Gwarighat is a colony on the banks of the river Narmada in the city of Jabalpur in Madhya Pradesh, India. Hindus perform their cremation rites here as per Garuda Purana. It is associated with Hindu Puranas, also; due to the presence of Narmada Sidh Kund, near Uma Ghat, wherein renowned Rishis performed Tapas (Indian religions), and it is believed that people are cured of their ailments here. Maa Narmada Temple is also situated here, where Narmada Aarti, is performed in the evenings.

Being a Hindu site for cremation rites and other religious ceremonies there are other castes religious monuments here too; as Gurdwara Gwari Ghat Saheb of Guru Nanak, the founder of Sikhism, who reformed several thugs and criminals here, a temple and ashram dedicated to Sai Baba followers, and Jain temple.
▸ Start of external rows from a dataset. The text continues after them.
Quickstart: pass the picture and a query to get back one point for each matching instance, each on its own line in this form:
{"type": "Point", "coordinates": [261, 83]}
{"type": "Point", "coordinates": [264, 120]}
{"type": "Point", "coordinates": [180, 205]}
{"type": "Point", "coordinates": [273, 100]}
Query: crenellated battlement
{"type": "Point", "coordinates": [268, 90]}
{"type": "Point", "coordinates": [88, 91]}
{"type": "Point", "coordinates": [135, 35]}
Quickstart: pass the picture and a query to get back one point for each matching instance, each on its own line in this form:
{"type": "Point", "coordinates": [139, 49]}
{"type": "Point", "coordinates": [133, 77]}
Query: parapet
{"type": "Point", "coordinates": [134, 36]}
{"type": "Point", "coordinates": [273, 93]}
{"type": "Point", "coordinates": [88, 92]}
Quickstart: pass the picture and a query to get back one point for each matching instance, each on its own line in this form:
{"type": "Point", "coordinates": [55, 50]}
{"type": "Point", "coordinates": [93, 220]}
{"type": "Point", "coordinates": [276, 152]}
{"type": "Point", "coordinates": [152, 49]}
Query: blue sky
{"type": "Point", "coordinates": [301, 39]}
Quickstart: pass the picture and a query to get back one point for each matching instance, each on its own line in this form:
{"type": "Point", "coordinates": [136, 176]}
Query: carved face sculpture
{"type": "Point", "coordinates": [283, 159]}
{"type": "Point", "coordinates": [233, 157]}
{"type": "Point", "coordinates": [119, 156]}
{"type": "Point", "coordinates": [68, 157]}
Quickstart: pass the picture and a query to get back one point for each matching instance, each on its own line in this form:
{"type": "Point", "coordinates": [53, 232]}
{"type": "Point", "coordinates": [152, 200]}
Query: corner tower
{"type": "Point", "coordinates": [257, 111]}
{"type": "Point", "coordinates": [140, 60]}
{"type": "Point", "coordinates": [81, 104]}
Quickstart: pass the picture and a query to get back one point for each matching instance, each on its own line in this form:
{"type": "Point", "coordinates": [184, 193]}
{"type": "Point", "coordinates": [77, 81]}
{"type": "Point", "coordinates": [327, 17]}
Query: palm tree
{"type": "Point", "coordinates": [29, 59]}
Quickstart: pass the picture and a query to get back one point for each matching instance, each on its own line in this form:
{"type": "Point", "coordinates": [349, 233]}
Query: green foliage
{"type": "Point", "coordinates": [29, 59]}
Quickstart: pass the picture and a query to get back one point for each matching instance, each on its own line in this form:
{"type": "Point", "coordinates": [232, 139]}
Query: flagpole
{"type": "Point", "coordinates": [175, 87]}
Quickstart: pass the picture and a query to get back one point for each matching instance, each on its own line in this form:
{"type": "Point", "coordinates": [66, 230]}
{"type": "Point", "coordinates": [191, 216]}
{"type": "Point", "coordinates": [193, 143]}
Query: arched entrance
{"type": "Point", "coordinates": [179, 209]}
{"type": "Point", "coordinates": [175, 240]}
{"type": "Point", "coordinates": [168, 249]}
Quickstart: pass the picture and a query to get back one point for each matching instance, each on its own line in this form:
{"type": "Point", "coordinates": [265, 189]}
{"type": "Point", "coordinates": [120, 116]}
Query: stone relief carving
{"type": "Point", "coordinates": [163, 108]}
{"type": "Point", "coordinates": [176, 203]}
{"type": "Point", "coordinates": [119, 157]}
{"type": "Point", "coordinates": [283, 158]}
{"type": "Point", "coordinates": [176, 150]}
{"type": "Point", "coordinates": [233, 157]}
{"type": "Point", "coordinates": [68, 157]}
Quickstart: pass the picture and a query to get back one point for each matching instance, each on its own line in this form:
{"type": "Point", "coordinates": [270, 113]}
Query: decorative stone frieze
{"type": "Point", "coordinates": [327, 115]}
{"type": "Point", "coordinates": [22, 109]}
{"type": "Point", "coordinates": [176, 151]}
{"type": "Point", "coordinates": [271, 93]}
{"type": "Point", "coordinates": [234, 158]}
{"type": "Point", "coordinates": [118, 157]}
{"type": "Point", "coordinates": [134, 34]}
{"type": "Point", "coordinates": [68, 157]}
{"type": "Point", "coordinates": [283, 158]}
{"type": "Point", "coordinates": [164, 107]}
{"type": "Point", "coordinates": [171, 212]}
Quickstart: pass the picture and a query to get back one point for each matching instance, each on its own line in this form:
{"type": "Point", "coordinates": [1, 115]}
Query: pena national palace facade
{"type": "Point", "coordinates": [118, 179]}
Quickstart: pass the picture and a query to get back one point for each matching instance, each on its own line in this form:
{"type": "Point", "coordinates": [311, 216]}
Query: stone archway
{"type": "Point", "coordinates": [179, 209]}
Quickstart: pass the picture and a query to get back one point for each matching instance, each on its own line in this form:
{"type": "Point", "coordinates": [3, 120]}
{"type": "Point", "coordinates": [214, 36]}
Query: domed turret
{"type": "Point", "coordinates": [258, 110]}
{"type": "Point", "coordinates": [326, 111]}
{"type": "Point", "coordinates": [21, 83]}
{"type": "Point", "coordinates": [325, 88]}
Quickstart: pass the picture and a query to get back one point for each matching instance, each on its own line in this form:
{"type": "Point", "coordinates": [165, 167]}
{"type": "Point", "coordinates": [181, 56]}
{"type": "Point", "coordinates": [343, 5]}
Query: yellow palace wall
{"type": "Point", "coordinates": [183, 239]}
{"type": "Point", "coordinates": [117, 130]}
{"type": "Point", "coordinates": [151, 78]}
Madan Mahal Rani Durgawati Fort is also associated with religious tourism here.

During Kartik (month), a huge fair is held at Gwarighat, which is supported by the local government, who also take care of the temples here, due to their antiquity.

Ram Nath Kovind (President of India), visited Jabalpur on 6 March 2021 to attend the Narmada aarti at Gwarighat on the banks of the river Narmada.